Ilustração: Rodrigo Auada

O histórico é curto, mas questões levantadas em 2017 por companhias e investidores na primeira experiência de utilização do boletim de voto a distância em assembleias gerais ordinárias (AGOs) no Brasil foram suficientes para instigar uma audiência pública para ajustes da norma que trata do assunto. Assim, a temporada deste ano já ocorre sob as regras previstas na Instrução 594 da Comissão de Valores Mobiliários (CVM). Editada em 20 de dezembro passado, ela alterou a Instrução 481 no capítulo que regulamenta participação e votação a distância em assembleias de sócios. Uma novidade diz respeito à obrigação que passa a recair sobre as empresas de divulgação de um relatório detalhado de votos; outra refere-se ao aumento dos prazos para apresentação de candidatos aos conselhos de administração e fiscal pelos acionistas.

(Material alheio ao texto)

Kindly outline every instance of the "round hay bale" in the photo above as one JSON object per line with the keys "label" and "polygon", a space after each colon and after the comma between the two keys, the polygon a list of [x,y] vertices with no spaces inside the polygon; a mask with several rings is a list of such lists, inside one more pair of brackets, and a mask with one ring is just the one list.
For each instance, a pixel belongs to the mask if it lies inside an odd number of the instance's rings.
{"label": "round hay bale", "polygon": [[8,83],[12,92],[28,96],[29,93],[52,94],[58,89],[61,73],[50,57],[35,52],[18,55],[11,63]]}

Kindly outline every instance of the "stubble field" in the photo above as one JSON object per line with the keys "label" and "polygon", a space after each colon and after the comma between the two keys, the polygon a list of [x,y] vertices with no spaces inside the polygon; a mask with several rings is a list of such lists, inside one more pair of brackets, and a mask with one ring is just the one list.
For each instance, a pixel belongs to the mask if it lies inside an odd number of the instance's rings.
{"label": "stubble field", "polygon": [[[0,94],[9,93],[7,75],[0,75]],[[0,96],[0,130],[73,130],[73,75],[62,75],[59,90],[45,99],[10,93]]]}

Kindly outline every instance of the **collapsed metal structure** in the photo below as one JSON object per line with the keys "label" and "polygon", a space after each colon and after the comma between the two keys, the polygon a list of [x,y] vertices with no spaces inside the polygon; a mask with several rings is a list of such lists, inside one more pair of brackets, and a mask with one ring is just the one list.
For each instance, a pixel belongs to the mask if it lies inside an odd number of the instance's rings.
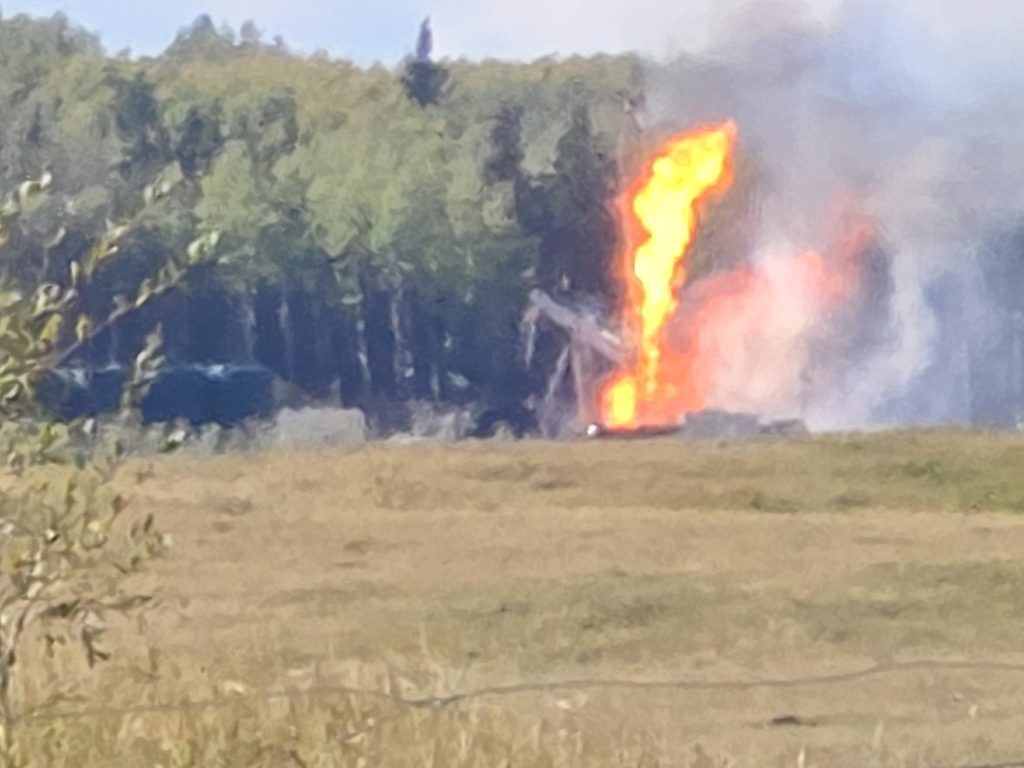
{"label": "collapsed metal structure", "polygon": [[[533,339],[537,323],[542,318],[568,335],[568,343],[559,355],[554,371],[548,379],[543,401],[538,404],[538,411],[542,414],[542,431],[546,436],[554,437],[555,433],[565,428],[565,425],[553,423],[558,420],[551,418],[551,414],[557,414],[561,410],[558,397],[569,376],[576,410],[575,424],[571,425],[569,430],[583,432],[593,429],[600,421],[597,403],[602,378],[610,368],[626,361],[628,349],[616,334],[603,325],[596,312],[566,306],[544,291],[533,290],[530,292],[529,306],[523,318],[527,331],[528,365],[533,357]],[[544,418],[545,414],[548,418]],[[547,427],[544,426],[545,423]]]}
{"label": "collapsed metal structure", "polygon": [[[613,368],[628,361],[630,351],[627,344],[605,327],[599,312],[587,307],[585,303],[566,306],[543,291],[534,290],[530,293],[529,306],[523,317],[527,365],[533,358],[534,339],[542,319],[560,328],[568,336],[554,370],[548,377],[543,399],[536,404],[541,432],[545,437],[560,437],[568,433],[619,439],[674,435],[742,440],[758,436],[794,437],[807,434],[806,425],[799,419],[763,423],[755,414],[716,409],[688,413],[679,424],[608,430],[601,424],[597,412],[600,386]],[[575,411],[568,420],[564,418],[565,407],[560,401],[560,394],[567,383],[572,392]]]}

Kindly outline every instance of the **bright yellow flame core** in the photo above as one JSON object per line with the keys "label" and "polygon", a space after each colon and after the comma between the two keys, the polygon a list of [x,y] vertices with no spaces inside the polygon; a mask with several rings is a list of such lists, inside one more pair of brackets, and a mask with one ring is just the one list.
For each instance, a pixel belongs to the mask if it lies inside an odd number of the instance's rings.
{"label": "bright yellow flame core", "polygon": [[[733,123],[672,140],[651,163],[633,197],[632,214],[645,239],[628,259],[626,278],[635,289],[626,322],[638,336],[636,360],[602,397],[611,427],[641,426],[665,418],[668,401],[679,397],[679,375],[663,371],[662,331],[678,306],[676,290],[686,278],[686,254],[697,228],[698,208],[732,182]],[[669,375],[670,374],[670,375]]]}

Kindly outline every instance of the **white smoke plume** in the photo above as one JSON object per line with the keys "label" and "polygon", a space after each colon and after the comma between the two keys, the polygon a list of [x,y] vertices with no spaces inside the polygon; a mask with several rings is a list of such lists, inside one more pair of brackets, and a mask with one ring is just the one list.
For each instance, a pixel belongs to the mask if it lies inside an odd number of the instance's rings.
{"label": "white smoke plume", "polygon": [[[1019,417],[1024,99],[1009,61],[978,44],[983,30],[951,36],[926,5],[851,1],[821,22],[753,4],[704,54],[649,67],[655,125],[734,119],[739,151],[768,176],[760,306],[737,307],[734,337],[711,331],[732,349],[715,405],[823,429]],[[793,249],[776,238],[827,247],[835,201],[851,192],[887,274],[866,275],[877,295],[837,319],[801,299]]]}

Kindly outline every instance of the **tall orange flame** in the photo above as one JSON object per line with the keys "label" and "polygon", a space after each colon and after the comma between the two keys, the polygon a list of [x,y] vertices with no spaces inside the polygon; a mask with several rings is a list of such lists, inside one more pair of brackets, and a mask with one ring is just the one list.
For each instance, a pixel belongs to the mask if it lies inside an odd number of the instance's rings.
{"label": "tall orange flame", "polygon": [[707,386],[691,376],[688,360],[665,341],[686,256],[704,202],[732,184],[736,128],[731,122],[680,136],[647,167],[630,199],[627,221],[638,244],[624,260],[628,301],[624,326],[635,339],[631,365],[601,395],[605,426],[633,428],[671,423]]}

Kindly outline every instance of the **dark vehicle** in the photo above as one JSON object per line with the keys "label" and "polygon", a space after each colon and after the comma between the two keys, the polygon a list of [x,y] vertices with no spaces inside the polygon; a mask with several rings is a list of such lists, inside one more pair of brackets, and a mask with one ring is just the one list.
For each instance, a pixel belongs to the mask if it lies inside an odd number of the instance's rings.
{"label": "dark vehicle", "polygon": [[[70,421],[115,412],[126,374],[118,367],[58,369],[40,382],[38,400],[56,418]],[[142,399],[146,424],[185,419],[193,426],[232,426],[273,412],[274,374],[260,366],[189,365],[157,372]]]}
{"label": "dark vehicle", "polygon": [[124,370],[116,366],[60,368],[42,377],[36,398],[58,419],[94,418],[117,410],[124,383]]}
{"label": "dark vehicle", "polygon": [[259,366],[182,366],[158,373],[141,403],[142,420],[186,419],[193,426],[232,426],[267,418],[274,406],[274,374]]}

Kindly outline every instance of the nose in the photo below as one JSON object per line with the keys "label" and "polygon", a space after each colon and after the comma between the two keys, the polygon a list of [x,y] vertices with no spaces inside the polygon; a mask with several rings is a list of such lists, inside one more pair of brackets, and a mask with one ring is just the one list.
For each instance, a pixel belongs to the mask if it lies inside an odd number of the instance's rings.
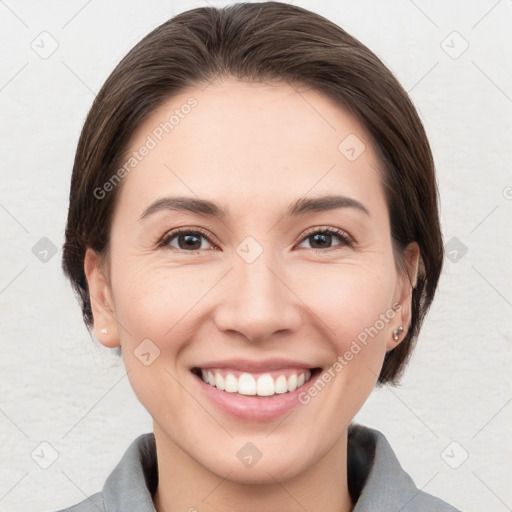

Conforme a Instrução 594, em 2018 devem oferecer aos sócios a possibilidade de voto pelo boletim a distância todas as companhias da categoria A e com ações listadas; na experiência inaugural a obrigatoriedade se restringia a empresas cujas ações faziam parte do Ibovespa e do IBR-X 100. O boletim também passa a ser obrigatório para as assembleias gerais extraordinárias (AGEs) convocadas para a mesma data das AGOs — nesse caso, dois boletins devem ser entregues, um para cada assembleia.

Em 2017, o boletim foi usado principalmente por estrangeiros — na plataforma da B3, foram processados 13 mil votos, sendo 98% de investidores sediados em outros países. Vale lembrar que são três os caminhos para a utilização do mecanismo: os agentes de custódia (como a B3), os escrituradores e as próprias companhias. De acordo com dados da Bolsa, na temporada passada 44% dos acionistas não votaram, 33,3% exerceram o voto presencialmente e 22,7% optaram pelo voto a distância. Nesse último caso, 14,8% votaram pela B3, 0,4% pelo escriturador e 7,5% pelas companhias.

A ideia do boletim de voto é facilitar o acesso dos acionistas às assembleias — o documento substitui as tradicionais procurações. Na CVC, companhia de capital pulverizado com 50% da base de sócios composta de estrangeiros, a expectativa é de que o mecanismo remoto facilite o alcance dos quóruns necessários para a instalação das assembleias e torne mais simples o exercício do voto por seus investidores. “Há um investimento inicial para adaptação, mas que se justifica a médio prazo”, comenta Letícia Málaga, gerente jurídica da CVC.

Leandro Vilela, gerente de produtos do Citibank, explica que o boletim de voto percorre um longo caminho até chegar às mãos do investidor estrangeiro. Quando a companhia divulga o boletim, os bancos custodiantes no Brasil que oferecem o sistema conhecido como proxy voting organizam as informações, usando padrões como a norma ISO 15.022. Depois, passam esses dados para os custodiantes globais, que, por sua vez, acessam os investidores finais (diretamente ou por meio de prestadoras de serviços de processamento ou de consultoria de voto). Só então o investidor dá a sua orientação de voto. Portanto, toda essa cadeia precisa funcionar bem para que o voto de fato chegue a tempo e seja computado da maneira correta. O problema, pondera Vilela, é o que “o boletim de voto não se encaixa muito bem no padrão global do proxy card” (formulário de votação usado pelos titulares de ADRs), o que acrescenta complexidade ao processo de votação. No ano passado, uma pendenga envolvendo a Tempo Capital e a Embraer — que deu visibilidade a uma chapa de administração proposta pela gestora carioca apenas no seu boletim de voto, mas não no proxy card — fez a CVM se pronunciar sobre a convivência desses dois instrumentos.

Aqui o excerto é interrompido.